If you are a builder, it’s an amazing time to be creating web applications, there are so many one-click hosting platforms - Vercel, Netlify, Render, Fly, and about a dozen others that I’ve forgotten about. Heroku pioneered the “global deployment with one cli command” for Rails apps all the way back in 2007, but platforms today can support multiple languages/frameworks, native and container runtimes, and hook directly into SCM systems like Github to eliminate the need for a cli. (In fact, if you are reading this on JumpWire’s blog, you are looking at Netlify, and we release new versions of our site simply by merging PRs into a Github repo.)

However serverless SQL databases, particularly PostgreSQL, have been lagging a bit, at least in a pure “serverless” configuration. Sure, Heroku and AWS provide database instances on demand, but they are “always on” processes with time-based pricing instead of utilization-based pricing. (DynamoDB fits the utilization-based model, but good luck trying to use SQL!)

This is in spite of SQL RDBMS still being the persistence layer of choice for most frameworks, and most developers! We love to model data relationally, it’s easy to reason about, and plenty of people know how to use SQL.

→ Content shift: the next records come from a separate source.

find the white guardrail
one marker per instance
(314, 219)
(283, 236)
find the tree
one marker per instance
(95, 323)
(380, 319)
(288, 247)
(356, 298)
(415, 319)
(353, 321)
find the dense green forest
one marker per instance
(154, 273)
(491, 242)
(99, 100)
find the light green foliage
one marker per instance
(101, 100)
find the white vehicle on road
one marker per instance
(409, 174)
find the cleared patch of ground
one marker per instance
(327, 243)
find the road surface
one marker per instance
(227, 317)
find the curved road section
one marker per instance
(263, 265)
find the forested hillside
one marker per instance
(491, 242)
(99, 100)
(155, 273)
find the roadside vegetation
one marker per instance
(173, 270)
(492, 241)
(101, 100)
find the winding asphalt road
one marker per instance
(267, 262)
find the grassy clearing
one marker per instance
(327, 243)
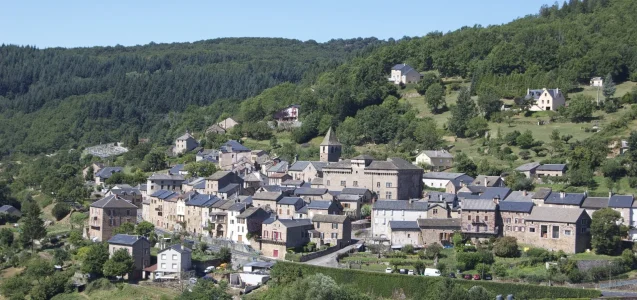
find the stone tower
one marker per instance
(330, 147)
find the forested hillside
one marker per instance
(50, 98)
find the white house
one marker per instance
(403, 73)
(384, 211)
(173, 260)
(545, 99)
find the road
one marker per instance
(329, 260)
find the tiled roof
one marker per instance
(555, 214)
(112, 201)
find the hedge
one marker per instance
(416, 287)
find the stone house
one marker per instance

But now this is starting to change! Startups like Neon.tech have launched in the last year to fill this gap, providing serverless PostgreSQL to the masses. Vercel also recently announced that they are partnering with Neon to offer turnkey PG databases to apps running on the Vercel platform.

Servers are dead
Run my own database servers? naaaah

What’s the catch?

One immediate concern of this architecture marvel is with security, as your database must be connected directly to the internet. This is by design, it’s how you as the customer is going to connect to the db. But it comes with immense risk - if by mistake your credentials are leaked (who hasn’t committed passwords into code before?), it’s trivial for someone to run off with all of your data! Unfortunately, these sort of leaks aren’t so uncommon, here’s one from May 2022 - https://www.scmagazine.com/analysis/breach/digital-health-company-mynurse-reports-data-access-will-stop-operations

This is in contrast to the “always on” database server, which can be deployed into a private VPC. A VPC creates a network segmentation from the Internet, offering another layer of security defense around your data.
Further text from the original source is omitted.